- Origin: Seattle, Washington, United States
- Genres: Alternative rock, psychedelic rock
- Years active: 1980–1988
- Label: C'est La Mort Records
- Members: Ron Nine Scott Boggan Shawn Allen Michael Laton Scott Vanderpool

= Room Nine =

American rock band

Room Nine was a Seattle based rock band active from the early-to-late 1980s. Contrary to many of the bands in Seattle at the time, Room Nine had a much airier and psychedelic approach to their music. Although they never found the success of their peers, Room Nine was one of the early pre-grunge era Seattle bands that helped lay the groundwork for much of the later scene.

==History==
Room Nine was formed in the early 1980s by Sammamish high school friends Ron Rudzitis (a.k.a. Ron Nine), Scott Boggan and Scott Vanderpool with light design guru Michael Laton added as the band's de facto light designer. Contrary to many of the bands at the time, Room Nine was influenced much more by psychedelic rock than punk rock.

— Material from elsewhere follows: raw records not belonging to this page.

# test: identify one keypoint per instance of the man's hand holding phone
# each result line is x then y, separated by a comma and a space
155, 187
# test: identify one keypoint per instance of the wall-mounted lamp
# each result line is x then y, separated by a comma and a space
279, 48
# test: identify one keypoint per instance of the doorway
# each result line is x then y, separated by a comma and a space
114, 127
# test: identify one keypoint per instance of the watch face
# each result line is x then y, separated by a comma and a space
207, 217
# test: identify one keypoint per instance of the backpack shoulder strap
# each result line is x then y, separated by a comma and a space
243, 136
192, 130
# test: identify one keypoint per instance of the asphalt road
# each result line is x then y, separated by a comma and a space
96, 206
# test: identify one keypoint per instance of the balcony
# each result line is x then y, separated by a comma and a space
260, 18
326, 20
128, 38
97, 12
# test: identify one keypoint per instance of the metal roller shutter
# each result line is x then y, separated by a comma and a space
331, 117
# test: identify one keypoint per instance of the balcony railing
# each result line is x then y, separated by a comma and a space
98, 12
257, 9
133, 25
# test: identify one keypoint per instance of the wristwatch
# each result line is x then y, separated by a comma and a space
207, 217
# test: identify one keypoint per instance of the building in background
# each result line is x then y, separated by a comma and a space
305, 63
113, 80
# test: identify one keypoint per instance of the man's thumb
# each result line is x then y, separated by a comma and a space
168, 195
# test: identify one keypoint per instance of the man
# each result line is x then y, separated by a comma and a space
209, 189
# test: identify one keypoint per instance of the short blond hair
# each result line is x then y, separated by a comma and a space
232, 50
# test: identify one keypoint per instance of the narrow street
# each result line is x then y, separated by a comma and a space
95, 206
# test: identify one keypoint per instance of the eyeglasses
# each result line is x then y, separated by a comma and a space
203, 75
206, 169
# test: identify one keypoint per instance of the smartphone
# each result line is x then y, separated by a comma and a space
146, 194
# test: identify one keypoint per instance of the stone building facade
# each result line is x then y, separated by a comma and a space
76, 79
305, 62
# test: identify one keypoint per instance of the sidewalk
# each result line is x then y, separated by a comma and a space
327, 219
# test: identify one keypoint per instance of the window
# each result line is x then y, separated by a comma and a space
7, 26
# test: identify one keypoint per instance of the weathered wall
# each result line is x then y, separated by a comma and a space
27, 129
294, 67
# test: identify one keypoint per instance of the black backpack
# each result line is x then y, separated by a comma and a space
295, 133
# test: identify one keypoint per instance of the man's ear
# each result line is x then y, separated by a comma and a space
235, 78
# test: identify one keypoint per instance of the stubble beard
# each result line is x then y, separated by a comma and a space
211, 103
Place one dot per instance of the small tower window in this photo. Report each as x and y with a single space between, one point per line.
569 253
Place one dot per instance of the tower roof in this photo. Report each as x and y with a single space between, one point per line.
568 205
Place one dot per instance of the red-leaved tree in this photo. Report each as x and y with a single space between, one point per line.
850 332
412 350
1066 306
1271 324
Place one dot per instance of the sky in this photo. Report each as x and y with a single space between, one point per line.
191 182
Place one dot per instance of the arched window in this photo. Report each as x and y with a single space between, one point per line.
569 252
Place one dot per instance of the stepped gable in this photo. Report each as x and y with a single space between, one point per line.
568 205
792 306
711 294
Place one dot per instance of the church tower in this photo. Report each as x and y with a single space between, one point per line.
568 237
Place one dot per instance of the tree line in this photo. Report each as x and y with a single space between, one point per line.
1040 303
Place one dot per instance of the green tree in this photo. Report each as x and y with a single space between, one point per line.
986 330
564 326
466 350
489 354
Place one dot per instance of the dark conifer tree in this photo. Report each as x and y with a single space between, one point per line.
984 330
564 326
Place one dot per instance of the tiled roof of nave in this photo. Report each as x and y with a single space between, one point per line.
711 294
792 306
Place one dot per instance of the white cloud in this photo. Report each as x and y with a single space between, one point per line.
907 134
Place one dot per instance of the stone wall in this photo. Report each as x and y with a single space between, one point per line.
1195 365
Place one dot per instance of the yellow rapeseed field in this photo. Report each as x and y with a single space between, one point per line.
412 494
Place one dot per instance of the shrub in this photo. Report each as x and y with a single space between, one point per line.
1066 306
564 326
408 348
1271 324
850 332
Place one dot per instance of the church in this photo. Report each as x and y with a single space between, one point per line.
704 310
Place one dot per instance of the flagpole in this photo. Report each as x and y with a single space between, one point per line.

Vanderpool suggested the band's name from the door of their portion of the beehive that was Seattle Rehearsal Studios near Gas Works Park. During Room Nine's early days, Rudzitis and Boggan's home was called the Room Nine House, a place where local musicians and friends would socialize after gigs. Rudzitis shared the home with Feast drummer Dan Peters (later of Mudhoney and Love Battery), renowned Seattle photographer Charles Peterson, artist Ed Fotheringham, occasionally Vanderpool and other scenesters. In his foreword to Charles Peterson's 1995 photo journal Screaming Life, author Michael Azerrad later cited the Room Nine house as a key part to the formation of Seattle's music scene. Sometime before 1984 original drummer Scott Vanderpool left to head for The Evergreen State College in Olympia, where he immersed himself in that town's burgeoning music scene. He met Bruce Pavitt (Sub Pop) and Calvin Johnson (Beat Happening, K Records), started the Young Pioneers with Brad Sweek and Chris Pugh (Swallow, Saba, Sun May) and was instrumental in the formation of the legendary Tropicana nightclub, where his old band Room Nine would play regularly. He was replaced by new drummer Shawn Allen, who would stay with Room Nine until the end.

In 1986, the band also signed to the tiny Louisiana based indie label C'est La Mort, appearing on the first installment of the label's Doctor Death series later in the year. In 1987 the band recorded and released the critically acclaimed Voices...On a Summer's Day LP. The track "Seas Without a Shore" was a hit on college-radio stations, and the band took second place in the Campus Voice Magazine/Snickers Candybar "New Music Search for the best unsigned band in America" (a contest won two years later by Vanderpool's future wife Laura Weller's band Capping Day). By 1988 the band had broken up however with each of its members going separate ways (Rudzitis onto Love Battery, Vanderpool onto Chemistry Set and radio DJing, Boggan briefly played in Black Sea with Michael Faulhaber and Danny Kelly (Heliotroupe), and then into the computer industry), and Allen into Peach and Cantona.

In the early 2000s (decade), Rudzitis, Laton, Boggan and Vanderpool reconvened under the new name 'Down With People' and began performing shows around the Seattle area. Currently the band is recording an album to be released on the Flotation Records label.

==Influences==
Room Nine cited influences including Rain Parade, the Dream Syndicate, the Beatles the Yardbirds, Jimi Hendrix, Led Zeppelin, Cream, the Gun Club and punk rock.

==Band members==
- Ron Nine (b. Ron Rudzitis) - vocals, guitar
- Scott Boggan - vocals, bass
- Scott Vanderpool - vocals, drums (1980–1986)
- Shawn Allen - drums (1986–1988)
- Michael Laton - light design

==Discography==

===Albums===
- Voices...Of a Summer's Day (C'est La Mort Records, 1987).

===Compilation/soundtrack contributions===
- "Angels Sing" on Doctor Death's Volume I: Cette Enfant me Fia Mourir (C'est La Mort Records, 1986).